Jumbo Glacier resort proponent ready to submit final report to B.C. government
The heated debate over the proposed Jumbo Glacier Alpine Resort near Invermere, B.C., is about to blow up again after laying dormant for the past two years.
The resort proponent, Vancouver-based Pheidias Project Management Corp., is on the cusp of submitting a long-awaited final project report to the provincial government's environmental assessment review committee.
"We are getting ready to present a draft project report," said Pheidias president Oberto Oberti. "We hope this process will be concluded soon."

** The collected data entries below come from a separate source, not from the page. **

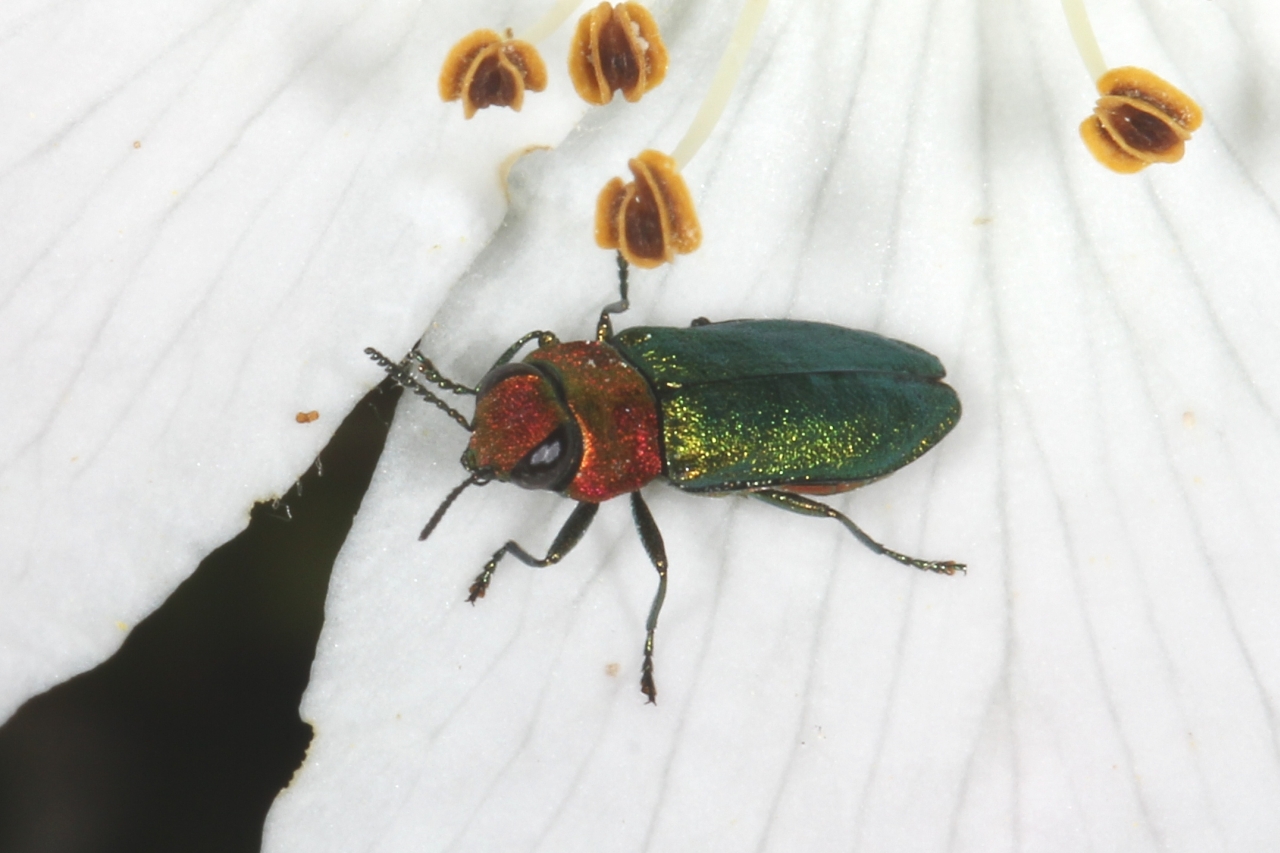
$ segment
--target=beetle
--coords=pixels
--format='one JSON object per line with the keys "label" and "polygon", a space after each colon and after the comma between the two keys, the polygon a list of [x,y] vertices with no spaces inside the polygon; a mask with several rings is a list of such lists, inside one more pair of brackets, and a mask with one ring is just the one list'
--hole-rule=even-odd
{"label": "beetle", "polygon": [[[475,387],[445,378],[415,346],[400,362],[365,352],[397,382],[471,432],[468,477],[423,528],[426,539],[468,486],[494,480],[577,502],[539,558],[515,541],[494,552],[467,600],[484,597],[508,554],[530,566],[558,563],[581,541],[600,504],[630,495],[640,541],[658,572],[645,623],[640,689],[656,702],[653,640],[667,592],[662,534],[640,490],[666,480],[699,495],[745,494],[801,515],[839,521],[877,554],[951,575],[962,563],[892,551],[815,496],[888,476],[918,458],[960,418],[960,399],[934,356],[873,332],[801,320],[694,320],[688,328],[613,332],[600,314],[595,340],[561,342],[534,331],[504,352]],[[537,348],[523,360],[526,345]],[[475,397],[471,420],[418,376]]]}

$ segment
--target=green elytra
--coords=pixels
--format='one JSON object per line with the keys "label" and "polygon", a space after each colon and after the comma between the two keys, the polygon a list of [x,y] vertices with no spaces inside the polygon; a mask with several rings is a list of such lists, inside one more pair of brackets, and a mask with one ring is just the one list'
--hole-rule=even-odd
{"label": "green elytra", "polygon": [[[711,323],[700,318],[688,328],[641,326],[615,335],[610,312],[629,307],[627,266],[621,257],[618,270],[621,299],[601,312],[596,340],[629,362],[653,393],[662,437],[662,478],[695,494],[746,494],[801,515],[839,521],[873,552],[904,565],[947,575],[964,571],[961,563],[921,560],[892,551],[843,513],[811,497],[847,491],[886,476],[919,457],[955,426],[960,400],[942,382],[945,370],[937,358],[873,332],[800,320]],[[486,378],[502,376],[495,373],[499,368],[509,373],[506,365],[534,341],[539,350],[560,345],[549,332],[530,332],[498,358]],[[365,352],[401,385],[467,430],[475,430],[471,421],[428,390],[415,374],[459,395],[485,393],[485,381],[471,387],[446,379],[416,346],[398,363],[372,348]],[[536,355],[535,351],[524,363],[536,364]],[[547,378],[559,386],[554,372]],[[562,386],[558,393],[564,394]],[[530,451],[526,461],[547,455],[553,444],[555,452],[549,457],[572,474],[566,466],[576,466],[578,461],[566,451],[573,442],[559,433]],[[475,465],[470,451],[463,455],[463,464],[470,476],[436,509],[420,539],[436,528],[465,488],[495,479],[496,472]],[[528,488],[564,489],[542,485],[542,480],[539,485],[521,483],[509,474],[503,478]],[[546,482],[552,480],[565,482],[563,477]],[[640,679],[641,691],[653,702],[657,696],[654,633],[666,598],[666,548],[640,491],[629,496],[641,543],[659,578],[645,624]],[[542,558],[515,541],[506,542],[477,575],[468,601],[474,603],[485,595],[507,554],[529,566],[558,563],[581,541],[599,506],[579,500]]]}
{"label": "green elytra", "polygon": [[846,491],[890,474],[960,417],[937,358],[802,320],[637,327],[610,340],[649,381],[672,485]]}

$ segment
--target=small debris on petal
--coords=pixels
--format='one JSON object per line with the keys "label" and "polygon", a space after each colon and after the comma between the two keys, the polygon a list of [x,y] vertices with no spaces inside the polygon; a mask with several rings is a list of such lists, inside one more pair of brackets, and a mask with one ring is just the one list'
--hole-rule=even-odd
{"label": "small debris on petal", "polygon": [[1098,105],[1080,137],[1099,163],[1132,174],[1176,163],[1203,113],[1185,93],[1143,68],[1113,68],[1098,78]]}
{"label": "small debris on petal", "polygon": [[614,178],[596,200],[596,245],[644,269],[702,244],[702,226],[676,161],[652,149],[627,163],[635,180]]}
{"label": "small debris on petal", "polygon": [[573,88],[589,104],[615,90],[638,101],[667,75],[667,48],[649,10],[639,3],[601,3],[578,19],[569,47]]}
{"label": "small debris on petal", "polygon": [[547,87],[547,66],[537,48],[493,30],[476,30],[462,38],[445,57],[440,70],[440,98],[462,100],[467,118],[485,107],[524,105],[524,92]]}
{"label": "small debris on petal", "polygon": [[298,414],[293,416],[293,419],[300,424],[309,424],[312,421],[320,420],[320,413],[314,410],[310,412],[298,412]]}

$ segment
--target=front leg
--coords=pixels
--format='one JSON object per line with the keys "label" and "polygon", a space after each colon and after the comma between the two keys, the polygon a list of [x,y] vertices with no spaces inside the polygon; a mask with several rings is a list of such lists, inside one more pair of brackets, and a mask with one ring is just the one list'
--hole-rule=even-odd
{"label": "front leg", "polygon": [[572,551],[573,546],[582,540],[582,535],[591,526],[591,520],[596,517],[598,509],[600,509],[600,504],[580,501],[573,514],[569,516],[569,520],[564,523],[564,527],[561,527],[560,532],[556,534],[555,541],[547,549],[547,556],[541,560],[521,548],[520,544],[515,540],[508,540],[506,545],[493,552],[493,558],[485,563],[484,569],[480,574],[476,575],[475,581],[471,584],[471,591],[467,596],[467,601],[475,604],[477,598],[484,598],[485,592],[489,589],[489,581],[493,580],[493,570],[498,567],[498,561],[507,554],[511,554],[526,566],[533,566],[534,568],[542,568],[560,562],[564,555]]}
{"label": "front leg", "polygon": [[596,323],[596,340],[604,343],[613,337],[613,320],[609,315],[621,314],[631,307],[627,299],[627,259],[618,253],[618,301],[610,302],[600,312],[600,322]]}

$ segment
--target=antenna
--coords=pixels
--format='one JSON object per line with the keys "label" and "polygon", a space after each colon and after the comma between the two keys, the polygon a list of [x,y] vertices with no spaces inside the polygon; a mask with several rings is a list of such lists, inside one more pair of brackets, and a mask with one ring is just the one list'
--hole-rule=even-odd
{"label": "antenna", "polygon": [[[400,383],[402,387],[408,388],[410,391],[417,394],[419,397],[426,400],[428,403],[432,404],[433,406],[435,406],[440,411],[444,412],[449,417],[453,418],[467,432],[472,431],[471,421],[467,420],[466,417],[457,409],[453,408],[444,400],[441,400],[435,394],[431,393],[431,391],[428,390],[428,388],[425,385],[423,385],[421,382],[419,382],[417,379],[414,379],[413,375],[409,373],[408,370],[405,369],[403,362],[400,362],[400,363],[394,362],[391,359],[387,358],[382,353],[378,352],[373,347],[366,347],[364,352],[365,352],[365,355],[369,356],[369,358],[376,361],[378,363],[378,366],[387,372],[388,376],[390,376],[396,382]],[[419,353],[419,355],[421,355],[421,353]],[[426,356],[422,356],[422,359],[426,361]],[[426,361],[426,363],[430,364],[431,362]],[[425,370],[423,372],[426,373]],[[432,368],[432,372],[434,372],[434,367]],[[428,375],[428,378],[431,378],[430,374],[427,374],[427,375]],[[439,374],[436,374],[436,375],[439,376]],[[444,379],[444,377],[440,377],[440,378]],[[449,380],[445,379],[444,381],[448,382]],[[451,386],[455,386],[455,383],[450,382],[449,384]],[[462,388],[463,386],[456,385],[455,387]],[[454,389],[449,388],[449,390],[452,391]],[[455,393],[465,393],[465,392],[455,392]],[[474,394],[475,392],[472,391],[471,393]]]}

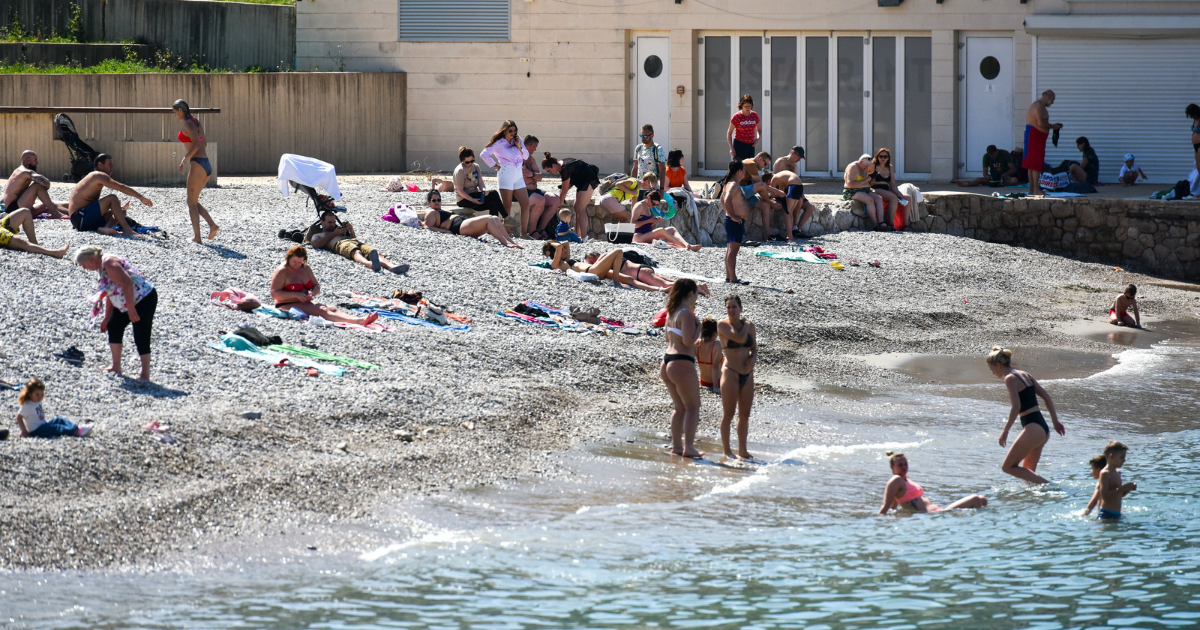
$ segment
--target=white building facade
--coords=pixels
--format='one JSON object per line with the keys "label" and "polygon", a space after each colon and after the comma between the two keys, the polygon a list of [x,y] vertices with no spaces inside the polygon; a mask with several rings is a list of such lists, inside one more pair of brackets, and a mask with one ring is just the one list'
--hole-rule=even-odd
{"label": "white building facade", "polygon": [[[897,6],[881,6],[897,4]],[[1020,147],[1025,111],[1058,97],[1063,138],[1087,136],[1114,181],[1134,153],[1153,181],[1186,176],[1200,102],[1192,0],[297,0],[297,68],[403,71],[410,167],[447,170],[501,121],[541,151],[628,170],[638,130],[691,173],[729,161],[740,95],[762,148],[805,147],[837,176],[892,149],[913,180],[976,176]],[[381,133],[387,133],[381,130]],[[398,140],[399,141],[399,140]],[[1182,171],[1182,172],[1181,172]]]}

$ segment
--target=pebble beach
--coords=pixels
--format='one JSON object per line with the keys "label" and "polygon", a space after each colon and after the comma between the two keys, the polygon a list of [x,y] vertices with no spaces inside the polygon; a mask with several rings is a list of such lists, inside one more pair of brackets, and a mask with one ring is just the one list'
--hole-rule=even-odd
{"label": "pebble beach", "polygon": [[[221,550],[320,543],[352,547],[377,537],[396,501],[453,489],[503,486],[557,474],[556,455],[611,430],[666,427],[670,400],[658,377],[665,343],[647,334],[664,296],[611,283],[583,283],[531,267],[541,243],[524,250],[432,233],[379,219],[389,206],[423,209],[423,193],[389,193],[385,178],[342,178],[359,240],[407,275],[373,273],[336,254],[311,250],[322,285],[316,300],[340,293],[390,297],[420,291],[472,320],[466,332],[404,323],[384,333],[321,328],[213,306],[209,295],[237,287],[269,300],[271,272],[292,245],[280,229],[306,227],[306,199],[284,198],[273,180],[238,180],[206,190],[202,202],[221,225],[214,241],[189,242],[183,188],[141,189],[130,214],[169,238],[79,233],[67,221],[39,220],[47,247],[97,245],[125,257],[159,292],[152,383],[101,372],[107,338],[89,329],[96,276],[69,259],[0,250],[8,282],[0,295],[6,343],[0,378],[46,382],[48,417],[91,422],[84,439],[20,439],[7,408],[0,442],[0,570],[149,569],[219,562]],[[51,194],[64,199],[66,185]],[[448,194],[447,197],[451,197]],[[750,286],[710,283],[699,315],[724,316],[722,298],[742,296],[759,335],[756,408],[819,394],[775,387],[763,376],[870,389],[911,378],[854,358],[880,353],[982,356],[995,344],[1071,348],[1097,355],[1111,347],[1062,331],[1102,320],[1128,283],[1139,286],[1143,317],[1194,316],[1200,293],[1159,286],[1155,278],[1057,255],[943,234],[843,232],[807,241],[847,265],[772,260],[743,248],[739,277]],[[574,251],[605,252],[592,242]],[[634,247],[634,246],[625,246]],[[780,249],[779,246],[774,246]],[[660,264],[722,278],[725,248],[691,253],[646,249]],[[858,266],[848,261],[857,259]],[[879,260],[880,267],[868,266]],[[503,319],[525,300],[598,307],[641,334],[578,334]],[[345,375],[225,354],[208,347],[225,331],[253,324],[285,343],[370,362]],[[53,356],[83,351],[81,367]],[[136,376],[132,335],[125,369]],[[706,396],[701,432],[720,419]],[[167,444],[143,425],[170,426]],[[753,418],[752,418],[753,422]],[[754,428],[751,428],[752,437]],[[665,455],[664,455],[665,456]],[[356,527],[361,525],[362,527]],[[337,539],[336,541],[334,539]]]}

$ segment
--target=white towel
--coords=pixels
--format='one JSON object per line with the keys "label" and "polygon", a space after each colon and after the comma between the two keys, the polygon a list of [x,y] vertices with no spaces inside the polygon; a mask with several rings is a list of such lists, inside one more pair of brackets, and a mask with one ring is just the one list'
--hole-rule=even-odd
{"label": "white towel", "polygon": [[575,271],[574,269],[568,269],[567,275],[571,276],[572,278],[575,278],[576,280],[578,280],[580,282],[600,282],[600,276],[597,276],[594,273],[583,273],[582,271]]}
{"label": "white towel", "polygon": [[284,153],[279,158],[279,190],[287,197],[291,185],[296,182],[305,186],[324,188],[334,199],[342,198],[342,190],[338,188],[337,171],[333,165],[321,160]]}

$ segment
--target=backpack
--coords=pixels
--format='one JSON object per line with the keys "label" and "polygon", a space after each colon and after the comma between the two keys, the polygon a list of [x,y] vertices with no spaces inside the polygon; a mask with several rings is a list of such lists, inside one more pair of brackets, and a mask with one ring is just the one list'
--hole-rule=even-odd
{"label": "backpack", "polygon": [[612,175],[605,177],[604,179],[600,180],[600,185],[596,187],[596,194],[603,195],[607,193],[608,191],[612,190],[613,186],[617,185],[617,182],[623,179],[629,179],[629,176],[625,173],[613,173]]}

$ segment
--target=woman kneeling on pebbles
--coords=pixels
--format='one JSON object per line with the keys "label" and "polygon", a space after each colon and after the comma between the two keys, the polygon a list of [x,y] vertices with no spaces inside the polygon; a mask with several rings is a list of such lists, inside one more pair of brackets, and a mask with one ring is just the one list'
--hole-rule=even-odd
{"label": "woman kneeling on pebbles", "polygon": [[731,295],[725,298],[725,319],[717,322],[717,335],[725,348],[725,363],[721,368],[721,446],[725,457],[733,459],[733,446],[729,439],[733,414],[738,417],[737,457],[753,459],[746,449],[750,433],[750,407],[754,405],[754,363],[758,359],[758,342],[754,340],[754,322],[742,317],[742,298]]}
{"label": "woman kneeling on pebbles", "polygon": [[696,429],[700,426],[700,379],[696,374],[696,281],[680,278],[667,294],[667,353],[658,373],[667,386],[675,410],[671,413],[671,454],[699,459]]}
{"label": "woman kneeling on pebbles", "polygon": [[[150,332],[154,327],[154,311],[158,308],[158,291],[124,258],[105,256],[99,247],[89,246],[76,251],[75,264],[88,271],[100,272],[92,316],[100,314],[100,301],[103,300],[104,319],[100,322],[100,332],[108,333],[108,347],[112,350],[112,367],[107,371],[121,373],[125,328],[133,324],[133,342],[142,361],[138,380],[149,381]],[[132,303],[128,299],[131,295]]]}
{"label": "woman kneeling on pebbles", "polygon": [[887,514],[892,509],[906,508],[913,512],[941,512],[943,510],[969,510],[987,507],[988,500],[982,494],[972,494],[942,508],[925,498],[925,489],[917,482],[908,478],[908,458],[904,453],[887,452],[888,464],[892,467],[892,478],[888,480],[883,490],[883,507],[879,514]]}
{"label": "woman kneeling on pebbles", "polygon": [[360,326],[369,326],[379,319],[379,313],[356,317],[345,315],[332,306],[314,304],[313,298],[320,293],[321,283],[308,266],[308,250],[303,245],[293,245],[287,251],[283,266],[271,274],[271,298],[275,300],[275,308],[290,307],[310,317]]}

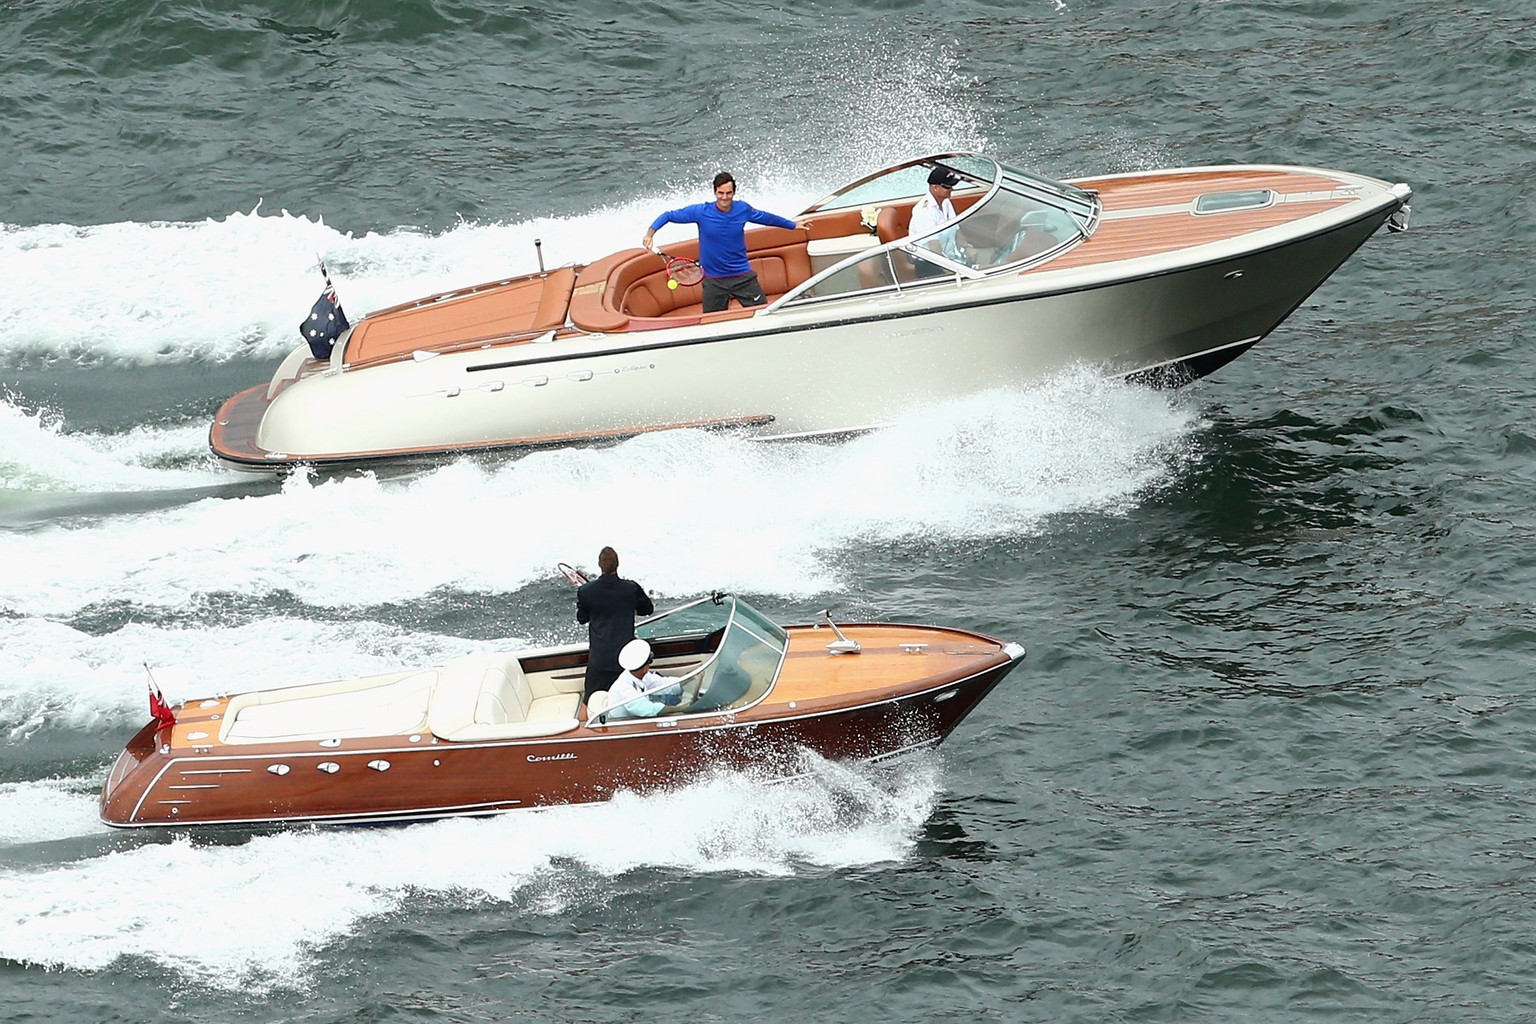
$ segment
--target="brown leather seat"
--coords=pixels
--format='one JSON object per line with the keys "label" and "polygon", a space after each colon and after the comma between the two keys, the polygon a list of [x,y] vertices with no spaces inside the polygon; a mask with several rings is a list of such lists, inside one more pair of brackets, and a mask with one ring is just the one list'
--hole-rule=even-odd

Once the report is submitted, the proposed $500-million four-season Jumbo resort will go through a public review process before the provincial cabinet makes a decision on the project.
But the resort could be road-blocked by environmentalists who are opposed to the development.
"Contrary to widespread belief, the mega-resort development proposal is not dead," said Jumbo Creek Conservation Society director Bob Campsall.
The Jumbo proposal, which includes a 7,000-bed-unit alpine resort village, has been on hold since 1999 due to delays by Oberti and his company in producing the final report.
According to Campsall, the project will have a negative effect on local grizzly and mountain goat populations; the region's glaciers; and other nearby resorts and heli-ski operations.
Roger Madson, the owner of R.K. Heli-Skiing, has said he will be put out of business if the Jumbo resort is OK'd.
Intrawest-owned Panorama Mountain Village, located between Invermere and the proposed resort, has not commented on the development.
Campsall also said a feasibility study has shown that the resort would not be economically viable.
But Oberti has refuted all the various accusations.
"When the public (is) exposed to balanced views allowing for real information to be explained, they will know there is no reason to fear the project," Oberti told the Invermere Valley Echo newspaper. "The project will continue to present the only opportunity in North America for seeing glaciers from the top and skiing on them in the summer."
Environmentalists have been using the rallying cry of "Grizzlies or gondolas?" since the resort, located about 55 kilometres northwest of Invermere in the Purcell Mountains, was first proposed in 1991.
The proposal has been tied up in the provincial environmental assessment process since 1995.
The proposed $500-million Cayoosh resort development, located near Melvin Creek on the Duffey Lake Road, underwent the same process before it was given an environmental certificate last year by B.C.'s former NDP government.
But the Cayoosh resort has since been bogged down by native land claims and development has been shelved until the issue can be resolved.
Oberti was also the original proponent behind the Kicking Horse Mountain Resort development in Golden, B.C.
That new resort, a $30-million expansion of an existing community ski hill, was opened last winter.